For all of his efforts, however, he has been rewarded with an incurable disease. The question for the jury was “who’s to blame?” Mr. Boeken’s attorney, one Michael Piuze, argued that the tobacco manufacturer was at fault, because for decades the industry had engaged in a campaign to promote smoking as “cool” but which concealed its severe dangers. He told the jury that Mr. Boeken was thus a “victim”.
So let me get this straight. Philip Morris markets a legal product. It advertises its product in such a way as to encourage people to buy it (ostensibly, Mr. Piuze would have had the Marlboro man appear not on horseback but on a gurney with an IV, hacking his lungs out, so as not to appear “cool”). As mandated by the federal government, Philip Morris places a warning from the Surgeon General on the side of all of the 29,000+ packs bought by Mr. Boeken since at least the early 70’s. Mr. Boeken, despite these written warnings on each pack and earlier indications of the dilatory effect of smoking on one’s health, makes the volitional choice to stand in line at the 7-Eleven, pay through the nose for a pack of smokes, and then smoke like a chimney. Then, when this poor soul, having ignored countless health warnings, contracts cancer, he is a victim? And because he is a “victim”, he deserves an award roughly the size of the GNP of some third-world nations?
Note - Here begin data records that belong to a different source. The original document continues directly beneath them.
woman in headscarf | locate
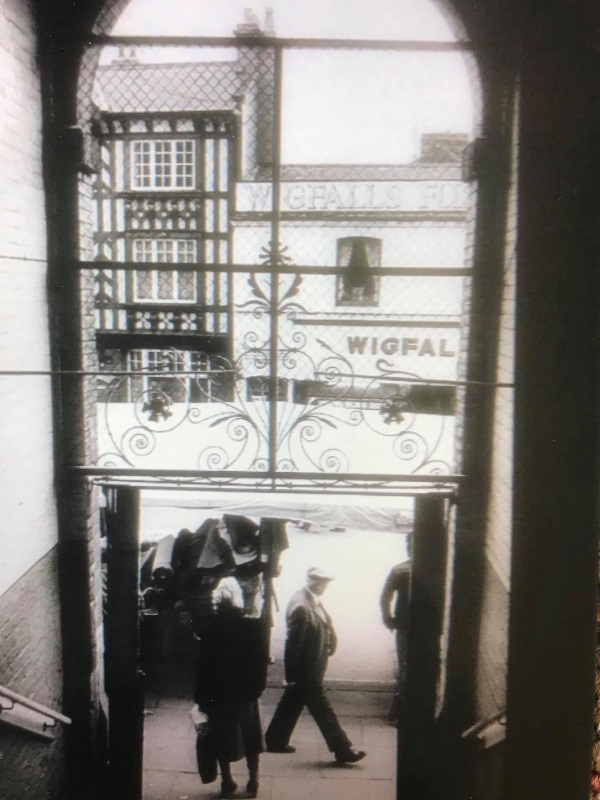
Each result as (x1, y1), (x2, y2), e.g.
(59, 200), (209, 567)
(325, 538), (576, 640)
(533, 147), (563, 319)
(194, 578), (268, 798)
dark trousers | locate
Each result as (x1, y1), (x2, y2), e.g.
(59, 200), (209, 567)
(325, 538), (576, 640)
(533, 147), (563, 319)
(265, 682), (352, 753)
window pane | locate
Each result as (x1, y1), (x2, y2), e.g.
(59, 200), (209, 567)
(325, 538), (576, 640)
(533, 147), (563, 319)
(157, 270), (174, 300)
(133, 272), (153, 300)
(177, 272), (196, 301)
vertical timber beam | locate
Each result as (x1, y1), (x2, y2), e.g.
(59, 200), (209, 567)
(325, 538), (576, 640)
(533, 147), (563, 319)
(397, 495), (448, 800)
(38, 20), (102, 800)
(505, 0), (600, 800)
(105, 487), (144, 800)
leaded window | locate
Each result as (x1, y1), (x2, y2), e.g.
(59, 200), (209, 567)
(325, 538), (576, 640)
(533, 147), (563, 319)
(133, 239), (198, 303)
(336, 236), (381, 306)
(131, 139), (196, 189)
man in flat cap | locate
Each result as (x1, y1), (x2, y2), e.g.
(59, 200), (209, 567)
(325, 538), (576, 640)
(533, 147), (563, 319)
(265, 567), (366, 764)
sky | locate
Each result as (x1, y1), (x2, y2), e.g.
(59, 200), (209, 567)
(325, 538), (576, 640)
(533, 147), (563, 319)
(103, 0), (474, 164)
(113, 0), (462, 41)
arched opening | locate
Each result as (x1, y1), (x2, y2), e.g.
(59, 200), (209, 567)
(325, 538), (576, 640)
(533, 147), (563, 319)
(71, 4), (478, 796)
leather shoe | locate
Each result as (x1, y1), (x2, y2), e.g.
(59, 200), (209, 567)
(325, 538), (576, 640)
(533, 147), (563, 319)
(267, 744), (296, 753)
(335, 747), (367, 764)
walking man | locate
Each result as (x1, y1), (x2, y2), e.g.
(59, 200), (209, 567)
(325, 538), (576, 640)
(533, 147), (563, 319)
(265, 567), (366, 764)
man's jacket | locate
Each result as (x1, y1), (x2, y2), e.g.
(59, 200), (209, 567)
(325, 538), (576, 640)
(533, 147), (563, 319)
(284, 588), (337, 684)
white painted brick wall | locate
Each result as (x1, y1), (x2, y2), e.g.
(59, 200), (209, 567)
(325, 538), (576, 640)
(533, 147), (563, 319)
(0, 0), (56, 595)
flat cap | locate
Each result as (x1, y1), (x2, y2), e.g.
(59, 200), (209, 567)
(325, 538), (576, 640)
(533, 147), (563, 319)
(306, 567), (335, 581)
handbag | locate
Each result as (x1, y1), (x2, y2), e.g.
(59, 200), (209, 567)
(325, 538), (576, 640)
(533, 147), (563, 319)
(196, 722), (217, 783)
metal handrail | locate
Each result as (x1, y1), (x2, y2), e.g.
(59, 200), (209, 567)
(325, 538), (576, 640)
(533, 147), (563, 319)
(461, 708), (506, 739)
(0, 686), (71, 725)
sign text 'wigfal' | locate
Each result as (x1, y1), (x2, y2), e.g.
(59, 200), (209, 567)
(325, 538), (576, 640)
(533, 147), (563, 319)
(348, 336), (456, 358)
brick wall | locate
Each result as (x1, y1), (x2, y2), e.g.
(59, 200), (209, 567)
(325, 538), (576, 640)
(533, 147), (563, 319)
(0, 0), (56, 594)
(0, 0), (62, 800)
(0, 550), (63, 800)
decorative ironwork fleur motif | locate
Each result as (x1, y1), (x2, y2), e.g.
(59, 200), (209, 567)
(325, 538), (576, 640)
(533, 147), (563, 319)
(100, 242), (452, 482)
(142, 392), (173, 422)
(379, 391), (408, 425)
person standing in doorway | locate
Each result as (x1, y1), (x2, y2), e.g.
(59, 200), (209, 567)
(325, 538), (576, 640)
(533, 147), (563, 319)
(265, 567), (366, 764)
(194, 577), (268, 798)
(381, 533), (412, 722)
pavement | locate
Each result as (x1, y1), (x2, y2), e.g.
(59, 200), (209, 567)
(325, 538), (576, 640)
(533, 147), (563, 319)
(143, 667), (396, 800)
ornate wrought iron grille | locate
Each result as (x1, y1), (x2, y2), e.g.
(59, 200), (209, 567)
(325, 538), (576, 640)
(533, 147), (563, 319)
(80, 36), (472, 491)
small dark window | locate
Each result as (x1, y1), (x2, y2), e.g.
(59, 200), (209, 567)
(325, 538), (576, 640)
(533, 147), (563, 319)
(247, 375), (288, 401)
(336, 236), (381, 306)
The problems with this decision are legion, but not the least of which is, ironically, the de-valuation of the dignity of human life. Follow me on this one and note, interestingly, how the recent execution of Timothy McVeigh actually upholds the dignity of life. For years, modern humanistic psychology has argued that man is not responsible for his actions. He is either sick, in need of the latest therapy, or he is a victim in some way; either way, he is absolved of personal culpability. This understanding devalues man, however, stripping him of his dignity as a free moral agent able to make his own decisions good or bad. To be made to suffer the consequences of one’s actions, C. S. Lewis argued, is to be treated as a human being made in the image of God. In fact, the only reasonable source of human dignity is such, to understand one’s existence as a morally-responsible being answering to a Creator; to attempt to ground one’s dignity upon a humanistic base ends inevitably in futility.
The jury would have been doing Mr. Boeken—and us—a favor in acknowledging his dignity as a man who made his own choices, and who is unfortunately reaping severe consequences. In executing Timothy McVeigh, our justice system held him responsible—an ultimately dignity-affirming act, its severity notwithstanding.
One other point bears mentioning: to label the Richard Boekens of the world as “victims” demeans the very term. It is certainly true that there are people who can legitimately be labeled such: the little girl abused by a hateful father; the young mother dying of breast cancer; the 168 people who died at the hands of the monster McVeigh, along with their families. Such people bear no personal culpability for their situations, and while our encouragement even to them is that the label “victim” ought not to become one which forevermore becomes a defining issue in their lives, we can nonetheless use the term legitimately in their cases. But when everyone is a “victim”, then no one is a victim, and we become a childish society of individuals brandishing our grievances and clamoring for vindication against oppressors real and imagined.
As for me, if you don’t mind, I’d prefer to live in a society in which adults are treated like adults—even if that means those adults choosing to light up forty times a day. If you don’t mind, though, would you kindly not do it around me?